2023: Week 31 - HR Month - Filling in Missing IDs
Challenge by: Kelly Gilbert
Validated by: Abiramm Thavajothy
After a successful HR Month at the end of 2022, Kelly has returned with more real-life (fake data) challenges for us! Since Kelly's data prep tool of choice is Alteryx or Python, we also enlisted some help from colleagues at the Data School to ensure the logic works in Tableau Prep as well. Thanks for your help with this one Abi! Over to Kelly:
Over the next few challenges, we’ll be using fake employee data for a small network of distribution centers. The data is fake, but the challenges are based on real people analytics challenges.
In this challenge, we have two HR tables: one that contains the list of employees (with their name, DOB, etc.), and one that contains a monthly snapshot of which employees worked at each DC during the month.
We want to be able to join the two tables, but sometimes the employee_id is missing from one (or both!) of the tables. We do have a second ID (the guid), but sometimes that is missing as well! Fortunately, we have at least one of those IDs present for each record.
The goal for this challenge is to fill in the missing IDs in both tables, so they can be joined later.
Note: throughout this month, you’ll see the abbreviations, “ee”, which is short for employee, and “DC” which is short for distribution center
Inputs
Requirements
- Input the data
- Create a lookup table:
- Find the unique employee_id / guid combinations in each table
- Union the results together and remove any duplicates
- Filter out any rows where one of the IDs is missing
- Join the main table with the lookup table on employee_id (make sure to keep all records from the original table, whether or not they match)
- If the guid is missing from the main table, replace it with the guid from the lookup table.
- Join the result to the lookup table on guid (make sure to keep all records from the original table, whether or not they match)
- If the employee_id is missing from the main table, replace it with the value from the lookup table
- Repeat previous steps for both the employee table and the monthly table.

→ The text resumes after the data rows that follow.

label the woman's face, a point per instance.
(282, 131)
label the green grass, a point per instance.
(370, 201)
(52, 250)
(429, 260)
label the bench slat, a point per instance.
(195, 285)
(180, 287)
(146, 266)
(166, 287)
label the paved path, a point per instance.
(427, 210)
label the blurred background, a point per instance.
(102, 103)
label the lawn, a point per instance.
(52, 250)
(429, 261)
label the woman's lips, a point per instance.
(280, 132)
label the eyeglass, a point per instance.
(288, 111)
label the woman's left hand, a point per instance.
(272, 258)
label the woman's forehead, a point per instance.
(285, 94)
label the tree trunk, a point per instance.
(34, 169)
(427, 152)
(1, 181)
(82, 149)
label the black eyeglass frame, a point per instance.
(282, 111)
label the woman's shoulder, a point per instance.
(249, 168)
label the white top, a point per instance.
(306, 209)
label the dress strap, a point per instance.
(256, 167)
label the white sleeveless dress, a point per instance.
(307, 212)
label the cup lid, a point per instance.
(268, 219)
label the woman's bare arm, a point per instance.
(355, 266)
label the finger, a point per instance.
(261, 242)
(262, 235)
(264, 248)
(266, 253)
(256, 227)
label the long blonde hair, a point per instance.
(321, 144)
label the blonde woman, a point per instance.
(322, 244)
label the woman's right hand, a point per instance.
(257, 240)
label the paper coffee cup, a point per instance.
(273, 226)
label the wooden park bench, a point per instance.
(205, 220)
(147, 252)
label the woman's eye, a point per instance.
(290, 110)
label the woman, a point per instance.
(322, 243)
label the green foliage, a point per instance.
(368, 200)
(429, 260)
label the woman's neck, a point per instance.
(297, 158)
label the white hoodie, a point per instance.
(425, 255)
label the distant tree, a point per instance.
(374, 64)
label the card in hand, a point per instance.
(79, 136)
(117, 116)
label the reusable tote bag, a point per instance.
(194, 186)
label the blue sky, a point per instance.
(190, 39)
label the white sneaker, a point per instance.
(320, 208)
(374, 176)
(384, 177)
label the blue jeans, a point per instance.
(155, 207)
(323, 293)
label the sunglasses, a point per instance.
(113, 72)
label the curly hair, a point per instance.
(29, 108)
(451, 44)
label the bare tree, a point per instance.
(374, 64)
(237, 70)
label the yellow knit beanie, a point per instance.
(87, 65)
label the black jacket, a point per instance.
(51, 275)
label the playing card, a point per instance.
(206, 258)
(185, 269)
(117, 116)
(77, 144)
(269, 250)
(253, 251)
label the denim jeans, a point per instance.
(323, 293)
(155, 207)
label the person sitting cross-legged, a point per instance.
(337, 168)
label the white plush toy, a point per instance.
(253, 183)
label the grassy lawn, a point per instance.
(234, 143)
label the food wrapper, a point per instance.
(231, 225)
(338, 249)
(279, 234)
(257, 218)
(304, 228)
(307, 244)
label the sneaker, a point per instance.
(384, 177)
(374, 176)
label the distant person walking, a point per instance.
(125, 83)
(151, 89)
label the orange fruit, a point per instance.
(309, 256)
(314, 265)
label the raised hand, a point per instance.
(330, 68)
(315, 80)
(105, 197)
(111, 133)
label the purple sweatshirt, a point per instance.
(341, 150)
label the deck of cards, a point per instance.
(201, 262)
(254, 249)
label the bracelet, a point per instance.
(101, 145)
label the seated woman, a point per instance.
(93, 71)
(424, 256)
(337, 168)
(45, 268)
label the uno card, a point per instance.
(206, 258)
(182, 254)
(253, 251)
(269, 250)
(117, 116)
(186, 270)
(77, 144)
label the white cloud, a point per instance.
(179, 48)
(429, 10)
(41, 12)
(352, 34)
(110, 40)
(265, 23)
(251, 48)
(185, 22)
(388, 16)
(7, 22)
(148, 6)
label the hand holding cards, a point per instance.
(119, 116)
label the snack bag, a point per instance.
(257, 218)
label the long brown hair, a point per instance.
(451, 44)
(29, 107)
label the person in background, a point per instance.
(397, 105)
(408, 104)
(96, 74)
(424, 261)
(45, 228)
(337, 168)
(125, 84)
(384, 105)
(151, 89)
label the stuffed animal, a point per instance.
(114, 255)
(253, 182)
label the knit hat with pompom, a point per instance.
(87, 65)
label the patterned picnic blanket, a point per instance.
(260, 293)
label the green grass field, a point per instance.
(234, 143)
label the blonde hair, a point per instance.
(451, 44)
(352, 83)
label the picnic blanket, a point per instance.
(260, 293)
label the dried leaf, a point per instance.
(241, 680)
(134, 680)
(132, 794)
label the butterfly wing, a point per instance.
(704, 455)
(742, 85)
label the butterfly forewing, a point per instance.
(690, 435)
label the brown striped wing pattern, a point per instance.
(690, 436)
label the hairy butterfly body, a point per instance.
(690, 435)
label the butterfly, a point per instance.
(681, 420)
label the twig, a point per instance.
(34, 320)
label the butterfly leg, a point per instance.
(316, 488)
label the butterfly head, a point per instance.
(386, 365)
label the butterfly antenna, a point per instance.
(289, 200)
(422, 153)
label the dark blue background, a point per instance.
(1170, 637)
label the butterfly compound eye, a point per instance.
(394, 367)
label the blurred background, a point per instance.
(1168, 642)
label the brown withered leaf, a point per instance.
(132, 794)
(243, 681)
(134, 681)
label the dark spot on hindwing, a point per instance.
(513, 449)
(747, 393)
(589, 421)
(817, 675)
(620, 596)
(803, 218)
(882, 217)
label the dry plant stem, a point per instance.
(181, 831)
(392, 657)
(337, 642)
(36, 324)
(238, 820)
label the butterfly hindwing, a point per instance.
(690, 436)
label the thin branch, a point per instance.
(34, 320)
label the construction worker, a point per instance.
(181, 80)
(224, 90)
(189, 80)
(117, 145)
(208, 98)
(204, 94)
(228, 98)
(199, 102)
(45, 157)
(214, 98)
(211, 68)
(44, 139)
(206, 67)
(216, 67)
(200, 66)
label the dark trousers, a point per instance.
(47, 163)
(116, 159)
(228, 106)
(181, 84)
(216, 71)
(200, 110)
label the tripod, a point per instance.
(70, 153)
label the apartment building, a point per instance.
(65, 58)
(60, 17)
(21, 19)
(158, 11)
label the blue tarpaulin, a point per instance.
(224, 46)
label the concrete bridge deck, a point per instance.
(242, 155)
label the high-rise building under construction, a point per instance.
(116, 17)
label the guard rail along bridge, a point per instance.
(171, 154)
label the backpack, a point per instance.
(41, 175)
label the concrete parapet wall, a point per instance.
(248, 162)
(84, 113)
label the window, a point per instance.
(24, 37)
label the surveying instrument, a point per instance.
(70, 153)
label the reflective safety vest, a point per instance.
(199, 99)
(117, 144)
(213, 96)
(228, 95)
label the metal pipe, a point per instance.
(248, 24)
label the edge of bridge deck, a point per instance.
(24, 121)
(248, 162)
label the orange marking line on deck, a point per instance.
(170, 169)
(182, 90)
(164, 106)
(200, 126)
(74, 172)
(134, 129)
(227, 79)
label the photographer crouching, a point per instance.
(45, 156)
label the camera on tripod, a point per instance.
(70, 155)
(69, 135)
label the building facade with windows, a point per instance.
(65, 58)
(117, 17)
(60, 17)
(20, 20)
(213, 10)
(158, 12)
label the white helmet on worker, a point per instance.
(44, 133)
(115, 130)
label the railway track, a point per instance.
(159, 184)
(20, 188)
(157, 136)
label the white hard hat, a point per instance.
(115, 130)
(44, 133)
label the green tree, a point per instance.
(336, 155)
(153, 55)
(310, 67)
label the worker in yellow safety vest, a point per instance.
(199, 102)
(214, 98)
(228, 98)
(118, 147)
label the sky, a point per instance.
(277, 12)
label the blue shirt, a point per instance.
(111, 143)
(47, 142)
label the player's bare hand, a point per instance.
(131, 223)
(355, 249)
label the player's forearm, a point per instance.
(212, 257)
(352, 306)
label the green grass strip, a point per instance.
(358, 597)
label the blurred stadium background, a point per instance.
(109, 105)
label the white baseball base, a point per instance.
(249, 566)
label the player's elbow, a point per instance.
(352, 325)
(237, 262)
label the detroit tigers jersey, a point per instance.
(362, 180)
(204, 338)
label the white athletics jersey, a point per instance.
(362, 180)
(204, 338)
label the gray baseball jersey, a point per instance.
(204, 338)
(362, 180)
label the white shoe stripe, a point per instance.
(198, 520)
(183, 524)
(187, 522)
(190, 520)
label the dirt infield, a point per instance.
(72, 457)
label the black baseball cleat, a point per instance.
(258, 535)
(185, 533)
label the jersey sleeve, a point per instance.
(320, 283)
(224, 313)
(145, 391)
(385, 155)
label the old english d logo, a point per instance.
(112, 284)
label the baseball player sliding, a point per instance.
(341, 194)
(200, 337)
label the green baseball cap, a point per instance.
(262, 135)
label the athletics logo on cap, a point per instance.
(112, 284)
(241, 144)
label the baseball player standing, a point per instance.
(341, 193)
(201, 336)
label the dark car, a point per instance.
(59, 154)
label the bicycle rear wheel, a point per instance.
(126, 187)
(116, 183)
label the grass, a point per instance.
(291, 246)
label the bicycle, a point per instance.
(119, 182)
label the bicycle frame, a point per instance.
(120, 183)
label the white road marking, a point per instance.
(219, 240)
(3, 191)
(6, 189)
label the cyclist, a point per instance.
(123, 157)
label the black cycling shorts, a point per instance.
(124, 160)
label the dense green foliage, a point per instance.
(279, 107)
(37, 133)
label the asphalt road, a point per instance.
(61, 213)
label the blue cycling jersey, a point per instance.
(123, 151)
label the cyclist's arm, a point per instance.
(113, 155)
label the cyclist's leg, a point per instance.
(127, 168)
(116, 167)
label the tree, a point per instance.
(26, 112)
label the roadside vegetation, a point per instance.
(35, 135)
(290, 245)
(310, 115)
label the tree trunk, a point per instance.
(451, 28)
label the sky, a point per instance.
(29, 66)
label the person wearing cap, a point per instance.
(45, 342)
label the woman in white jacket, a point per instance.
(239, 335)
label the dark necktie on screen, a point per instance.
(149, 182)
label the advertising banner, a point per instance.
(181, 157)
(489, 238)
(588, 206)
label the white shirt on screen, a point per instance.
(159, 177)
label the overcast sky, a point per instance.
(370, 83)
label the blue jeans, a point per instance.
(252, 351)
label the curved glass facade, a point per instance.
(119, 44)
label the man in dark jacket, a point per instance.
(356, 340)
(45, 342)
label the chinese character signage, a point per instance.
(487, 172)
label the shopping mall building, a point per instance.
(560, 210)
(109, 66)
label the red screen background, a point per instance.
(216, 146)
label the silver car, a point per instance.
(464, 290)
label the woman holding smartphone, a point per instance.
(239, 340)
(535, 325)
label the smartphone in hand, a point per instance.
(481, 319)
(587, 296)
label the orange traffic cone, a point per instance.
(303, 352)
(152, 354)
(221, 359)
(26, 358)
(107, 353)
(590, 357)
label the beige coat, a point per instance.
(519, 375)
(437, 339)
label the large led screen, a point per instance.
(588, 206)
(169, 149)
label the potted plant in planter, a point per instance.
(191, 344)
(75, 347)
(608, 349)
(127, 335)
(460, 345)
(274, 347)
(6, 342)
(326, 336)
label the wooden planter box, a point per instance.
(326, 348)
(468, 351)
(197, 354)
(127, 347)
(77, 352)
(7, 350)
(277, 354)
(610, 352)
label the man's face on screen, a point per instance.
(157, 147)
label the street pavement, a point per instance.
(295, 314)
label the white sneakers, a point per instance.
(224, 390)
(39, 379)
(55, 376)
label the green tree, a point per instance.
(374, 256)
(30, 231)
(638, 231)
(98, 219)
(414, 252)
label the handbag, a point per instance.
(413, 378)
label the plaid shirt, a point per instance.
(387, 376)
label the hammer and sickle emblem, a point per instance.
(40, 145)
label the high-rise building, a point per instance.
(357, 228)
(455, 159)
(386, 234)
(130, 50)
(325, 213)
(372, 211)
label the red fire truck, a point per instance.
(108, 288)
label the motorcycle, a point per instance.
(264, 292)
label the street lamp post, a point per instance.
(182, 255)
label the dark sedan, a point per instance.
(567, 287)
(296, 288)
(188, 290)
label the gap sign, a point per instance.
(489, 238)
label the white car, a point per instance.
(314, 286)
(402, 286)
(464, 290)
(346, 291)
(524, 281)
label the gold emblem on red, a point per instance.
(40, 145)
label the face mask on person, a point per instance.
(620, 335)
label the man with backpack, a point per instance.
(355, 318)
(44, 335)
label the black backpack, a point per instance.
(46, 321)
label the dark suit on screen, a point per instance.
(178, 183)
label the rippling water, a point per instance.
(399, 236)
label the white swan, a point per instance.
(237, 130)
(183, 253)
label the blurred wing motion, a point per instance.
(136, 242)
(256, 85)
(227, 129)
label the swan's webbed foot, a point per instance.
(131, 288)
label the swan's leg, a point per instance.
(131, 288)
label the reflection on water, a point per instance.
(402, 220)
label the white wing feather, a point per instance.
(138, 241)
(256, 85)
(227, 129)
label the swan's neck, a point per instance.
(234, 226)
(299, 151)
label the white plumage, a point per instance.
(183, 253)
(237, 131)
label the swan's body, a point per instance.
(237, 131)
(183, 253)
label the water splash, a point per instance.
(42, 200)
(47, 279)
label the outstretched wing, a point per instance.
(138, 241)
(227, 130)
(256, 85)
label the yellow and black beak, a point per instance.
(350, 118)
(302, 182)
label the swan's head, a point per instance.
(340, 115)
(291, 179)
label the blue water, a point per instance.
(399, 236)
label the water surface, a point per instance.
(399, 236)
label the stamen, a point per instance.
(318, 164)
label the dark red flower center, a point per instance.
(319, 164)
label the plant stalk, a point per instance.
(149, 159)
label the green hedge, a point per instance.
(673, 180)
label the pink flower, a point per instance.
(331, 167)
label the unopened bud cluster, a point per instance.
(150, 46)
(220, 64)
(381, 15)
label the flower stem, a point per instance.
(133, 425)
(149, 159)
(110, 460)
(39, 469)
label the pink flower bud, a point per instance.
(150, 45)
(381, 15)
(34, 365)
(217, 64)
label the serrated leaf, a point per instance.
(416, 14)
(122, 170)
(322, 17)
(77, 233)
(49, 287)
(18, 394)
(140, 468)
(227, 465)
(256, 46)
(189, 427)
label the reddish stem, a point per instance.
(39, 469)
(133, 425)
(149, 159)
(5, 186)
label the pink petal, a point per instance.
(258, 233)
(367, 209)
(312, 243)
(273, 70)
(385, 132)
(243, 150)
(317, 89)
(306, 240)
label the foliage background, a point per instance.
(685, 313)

- Make sure that there are no nulls in the employee_id and guid fields in both tables
- Output the results (two files)
Outputs
- 10 fields
- employee_id
- guid
- first_name
- last_name
- date_of_birth
- nationality
- gender
- hire_date
- leave_date
- 537 rows (538 including headers)
- 6 fields
- employee_id
- guid
- dc_nbr
- month_end_date
- hire_date
- leave_date
- 7,440 rows (7,441 including headers)